« Jeanne du Barry » ou le fond du baril
Les amateurs de cinéma devraient refuser de voir certains films, comme le dernier de Maïwenn, Jeanne du Barry [1], sur grand écran au Québec depuis le 3 mai. La raison ? Le rôle du roi Louis XV y est tenu par un acteur parlant péniblement français, Johnny Depp [2]. Tous les personnages français de ce film, dont l’action se situe dans la France du XVIIIe siècle, sont interprétés par des acteurs parlant parfaitement la langue de Molière, sauf le plus important d’entre eux, hiérarchiquement parlant. On se moque de nous !
Vous imaginez un film britannique dans lequel le rôle d’Élisabeth Ire est interprété par une actrice francophone parlant anglais avec un accent, alors que le reste de la distribution est britannique ? Impensable ! Si la Québécoise Geneviève Bujold [3] a été retenue pour interpréter Anne Boleyn [4] dans Anne of the Thousand Days (Anne des mille jours, 1969) [5], c’est parce qu’elle parlait bien anglais, avec un zeste d’accent français, la deuxième épouse d’Henri VIII ayant vécu un temps en France.
N’arrivant plus à jouer dans des films qui lui rapportent gros dans la richissime sphère anglo-saxonne, du fait d’une controverse d’ordre privé, Depp a bien entendu sauter sur l’offre de Maïwenn de jouer dans une production européenne de prestige de 22 millions $ [6] et de se faire remarquer en montrant sa connaissance de la langue française, lui qui a vécu 14 années avec la chanteuse française Vanessa Paradis [7]. Pas fou, l’enfant terrible ! Et pour les producteurs européens, avoir Depp en tête d’affiche, c’était la chance de percer dans le monde. Celui-ci a montré d’ailleurs qu’il en était bien conscient lorsqu’il a hurlé à la réalisatrice : « Ton film, c’est de la merde ! Si les gens viennent le voir, ce sera uniquement pour moi. » [8] Manque de pot, le film a été un échec au box-office international [9].

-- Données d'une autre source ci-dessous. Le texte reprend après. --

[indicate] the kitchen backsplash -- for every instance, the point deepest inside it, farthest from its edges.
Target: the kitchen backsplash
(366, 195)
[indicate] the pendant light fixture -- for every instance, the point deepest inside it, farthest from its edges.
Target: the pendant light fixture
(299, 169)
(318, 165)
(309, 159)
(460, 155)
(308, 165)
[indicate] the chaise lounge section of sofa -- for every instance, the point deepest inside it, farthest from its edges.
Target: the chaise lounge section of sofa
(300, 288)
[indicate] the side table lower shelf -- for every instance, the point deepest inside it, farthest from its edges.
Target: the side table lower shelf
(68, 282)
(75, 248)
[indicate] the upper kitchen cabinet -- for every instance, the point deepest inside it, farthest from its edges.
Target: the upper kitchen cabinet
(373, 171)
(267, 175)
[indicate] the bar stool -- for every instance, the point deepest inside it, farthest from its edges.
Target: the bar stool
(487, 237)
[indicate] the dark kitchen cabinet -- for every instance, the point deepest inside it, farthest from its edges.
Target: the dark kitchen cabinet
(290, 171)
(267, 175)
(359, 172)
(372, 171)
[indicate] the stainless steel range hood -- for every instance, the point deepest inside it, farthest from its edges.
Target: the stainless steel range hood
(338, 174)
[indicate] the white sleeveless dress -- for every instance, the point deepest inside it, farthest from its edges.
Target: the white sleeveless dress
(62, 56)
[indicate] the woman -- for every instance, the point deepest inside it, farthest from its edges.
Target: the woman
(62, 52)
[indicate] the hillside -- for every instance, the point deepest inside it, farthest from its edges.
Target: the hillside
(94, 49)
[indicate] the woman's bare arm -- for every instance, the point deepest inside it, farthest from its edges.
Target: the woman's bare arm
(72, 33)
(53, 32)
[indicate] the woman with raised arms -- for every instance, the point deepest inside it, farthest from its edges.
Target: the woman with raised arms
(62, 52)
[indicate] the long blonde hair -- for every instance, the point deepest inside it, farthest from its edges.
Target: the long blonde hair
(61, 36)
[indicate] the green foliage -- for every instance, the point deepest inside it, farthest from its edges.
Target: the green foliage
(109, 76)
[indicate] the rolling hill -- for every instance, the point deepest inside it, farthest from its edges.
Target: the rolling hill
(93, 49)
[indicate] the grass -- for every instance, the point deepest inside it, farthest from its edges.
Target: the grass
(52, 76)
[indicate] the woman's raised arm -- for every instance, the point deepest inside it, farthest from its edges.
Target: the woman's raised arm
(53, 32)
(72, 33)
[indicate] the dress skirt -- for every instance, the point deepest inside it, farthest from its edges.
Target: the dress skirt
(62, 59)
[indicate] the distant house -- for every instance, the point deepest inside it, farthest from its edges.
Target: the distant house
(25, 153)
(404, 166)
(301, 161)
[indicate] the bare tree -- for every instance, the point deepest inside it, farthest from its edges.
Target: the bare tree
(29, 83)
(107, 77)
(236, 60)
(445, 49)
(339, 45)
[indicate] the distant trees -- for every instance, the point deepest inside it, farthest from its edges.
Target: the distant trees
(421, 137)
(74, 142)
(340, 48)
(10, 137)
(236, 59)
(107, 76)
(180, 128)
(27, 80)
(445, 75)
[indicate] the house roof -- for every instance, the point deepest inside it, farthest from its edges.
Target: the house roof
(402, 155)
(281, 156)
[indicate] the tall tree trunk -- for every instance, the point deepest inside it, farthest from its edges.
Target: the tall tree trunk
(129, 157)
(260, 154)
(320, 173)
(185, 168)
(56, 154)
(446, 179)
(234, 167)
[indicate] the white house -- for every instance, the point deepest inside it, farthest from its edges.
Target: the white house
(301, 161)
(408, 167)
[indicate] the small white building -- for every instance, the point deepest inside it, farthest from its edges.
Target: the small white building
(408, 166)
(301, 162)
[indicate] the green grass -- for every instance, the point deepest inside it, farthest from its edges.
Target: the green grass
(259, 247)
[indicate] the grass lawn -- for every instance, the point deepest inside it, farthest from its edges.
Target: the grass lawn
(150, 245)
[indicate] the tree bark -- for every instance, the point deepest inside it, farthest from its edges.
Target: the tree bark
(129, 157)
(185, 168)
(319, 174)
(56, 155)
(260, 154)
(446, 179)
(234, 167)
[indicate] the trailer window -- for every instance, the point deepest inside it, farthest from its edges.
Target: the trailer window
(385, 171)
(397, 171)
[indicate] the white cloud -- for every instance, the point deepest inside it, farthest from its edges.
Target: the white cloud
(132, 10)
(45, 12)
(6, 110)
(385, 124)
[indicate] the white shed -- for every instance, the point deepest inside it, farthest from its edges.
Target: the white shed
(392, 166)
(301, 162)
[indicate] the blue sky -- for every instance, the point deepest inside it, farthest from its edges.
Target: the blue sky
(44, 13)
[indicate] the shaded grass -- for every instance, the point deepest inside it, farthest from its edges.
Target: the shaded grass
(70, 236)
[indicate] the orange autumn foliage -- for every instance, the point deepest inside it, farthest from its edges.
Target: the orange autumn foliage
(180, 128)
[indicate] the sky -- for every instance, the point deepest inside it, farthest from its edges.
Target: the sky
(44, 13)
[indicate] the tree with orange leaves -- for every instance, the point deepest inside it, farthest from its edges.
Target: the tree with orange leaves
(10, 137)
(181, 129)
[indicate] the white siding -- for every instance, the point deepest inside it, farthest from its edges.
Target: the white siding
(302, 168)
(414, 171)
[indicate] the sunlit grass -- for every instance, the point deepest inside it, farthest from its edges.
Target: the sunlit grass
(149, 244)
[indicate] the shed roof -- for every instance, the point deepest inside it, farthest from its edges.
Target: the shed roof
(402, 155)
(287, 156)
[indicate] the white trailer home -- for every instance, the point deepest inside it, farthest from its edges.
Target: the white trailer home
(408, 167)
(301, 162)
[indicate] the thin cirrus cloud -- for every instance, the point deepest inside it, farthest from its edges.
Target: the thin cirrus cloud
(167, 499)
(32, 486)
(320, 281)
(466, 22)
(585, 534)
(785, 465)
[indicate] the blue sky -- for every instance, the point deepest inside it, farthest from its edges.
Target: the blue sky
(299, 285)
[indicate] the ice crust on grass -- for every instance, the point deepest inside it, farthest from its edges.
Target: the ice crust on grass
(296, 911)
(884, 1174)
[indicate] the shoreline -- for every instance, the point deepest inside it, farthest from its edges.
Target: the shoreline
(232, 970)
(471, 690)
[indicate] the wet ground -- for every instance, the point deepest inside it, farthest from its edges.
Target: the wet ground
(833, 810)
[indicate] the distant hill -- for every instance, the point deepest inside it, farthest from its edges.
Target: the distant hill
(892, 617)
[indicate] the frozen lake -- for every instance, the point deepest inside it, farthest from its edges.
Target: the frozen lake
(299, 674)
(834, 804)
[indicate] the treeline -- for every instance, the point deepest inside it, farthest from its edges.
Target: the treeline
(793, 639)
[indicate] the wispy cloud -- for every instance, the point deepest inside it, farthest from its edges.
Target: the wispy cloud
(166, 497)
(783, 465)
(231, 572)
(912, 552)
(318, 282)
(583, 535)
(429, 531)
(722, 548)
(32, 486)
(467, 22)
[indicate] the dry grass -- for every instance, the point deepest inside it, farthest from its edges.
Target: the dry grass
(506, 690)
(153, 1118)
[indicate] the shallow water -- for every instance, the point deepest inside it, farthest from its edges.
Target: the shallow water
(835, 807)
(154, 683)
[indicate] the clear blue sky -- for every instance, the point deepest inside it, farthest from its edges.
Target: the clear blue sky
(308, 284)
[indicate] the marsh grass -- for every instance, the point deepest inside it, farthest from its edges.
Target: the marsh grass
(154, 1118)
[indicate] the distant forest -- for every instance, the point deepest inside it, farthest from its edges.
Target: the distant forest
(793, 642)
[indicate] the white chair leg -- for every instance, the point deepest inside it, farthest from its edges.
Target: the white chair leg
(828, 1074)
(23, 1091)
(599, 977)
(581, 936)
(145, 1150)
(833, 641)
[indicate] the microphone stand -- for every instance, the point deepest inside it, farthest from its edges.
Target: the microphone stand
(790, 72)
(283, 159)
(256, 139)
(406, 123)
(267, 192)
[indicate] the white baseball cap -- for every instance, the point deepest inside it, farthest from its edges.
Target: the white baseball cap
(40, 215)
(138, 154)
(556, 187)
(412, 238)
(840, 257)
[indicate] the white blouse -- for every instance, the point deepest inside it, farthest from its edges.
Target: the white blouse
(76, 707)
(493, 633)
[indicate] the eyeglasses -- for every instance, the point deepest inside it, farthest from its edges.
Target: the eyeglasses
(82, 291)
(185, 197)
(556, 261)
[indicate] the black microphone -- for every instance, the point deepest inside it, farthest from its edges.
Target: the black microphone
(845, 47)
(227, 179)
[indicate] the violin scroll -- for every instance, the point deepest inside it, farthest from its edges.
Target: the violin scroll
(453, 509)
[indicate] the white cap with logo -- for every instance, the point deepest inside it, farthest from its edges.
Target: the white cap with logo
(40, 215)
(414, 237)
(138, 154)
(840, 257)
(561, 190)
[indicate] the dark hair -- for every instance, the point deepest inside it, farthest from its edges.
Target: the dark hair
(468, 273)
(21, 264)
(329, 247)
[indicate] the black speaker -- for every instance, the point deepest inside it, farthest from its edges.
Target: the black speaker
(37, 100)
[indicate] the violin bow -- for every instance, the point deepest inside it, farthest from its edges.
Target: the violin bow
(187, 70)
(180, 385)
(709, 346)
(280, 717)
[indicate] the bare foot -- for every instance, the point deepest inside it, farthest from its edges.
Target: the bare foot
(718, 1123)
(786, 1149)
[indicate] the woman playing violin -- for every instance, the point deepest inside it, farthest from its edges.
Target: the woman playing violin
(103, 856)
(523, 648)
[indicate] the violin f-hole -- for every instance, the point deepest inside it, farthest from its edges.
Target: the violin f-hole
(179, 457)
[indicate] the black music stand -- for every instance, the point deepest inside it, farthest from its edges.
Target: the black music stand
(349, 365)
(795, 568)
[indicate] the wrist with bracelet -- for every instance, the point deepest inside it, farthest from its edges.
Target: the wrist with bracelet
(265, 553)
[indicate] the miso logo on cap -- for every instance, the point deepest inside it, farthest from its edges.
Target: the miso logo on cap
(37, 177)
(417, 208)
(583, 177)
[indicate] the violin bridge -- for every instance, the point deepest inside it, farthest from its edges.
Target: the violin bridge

Pour la majorité des spectateurs francophones, entendre du reste la voix originale de la vedette originaire du Kentucky, c’est un peu comme si John Wayne avait donné congé pour un film à Raymond Loyer, l’acteur qui l’a doublé dans 44 films [10]. Car il y avait malgré tout une solution à cette erreur de casting : le doublage. Le dernier doubleur attitré de Depp, l’excellent Bruno Choël [11], aurait parfaitement pu relever le défi de remplacer sa voix. Dans la comédie française La Cage aux folles (1978), tous les acteurs italiens ont été doublés par des francophones (Pierre Mondy double par exemple Ugo Tognazzi) [12], et les spectateurs n’y ont vu que du feu. Ce fut de même pour des centaines de films et de téléséries.
Faites comme moi, n’allez pas voir ce film contrefait.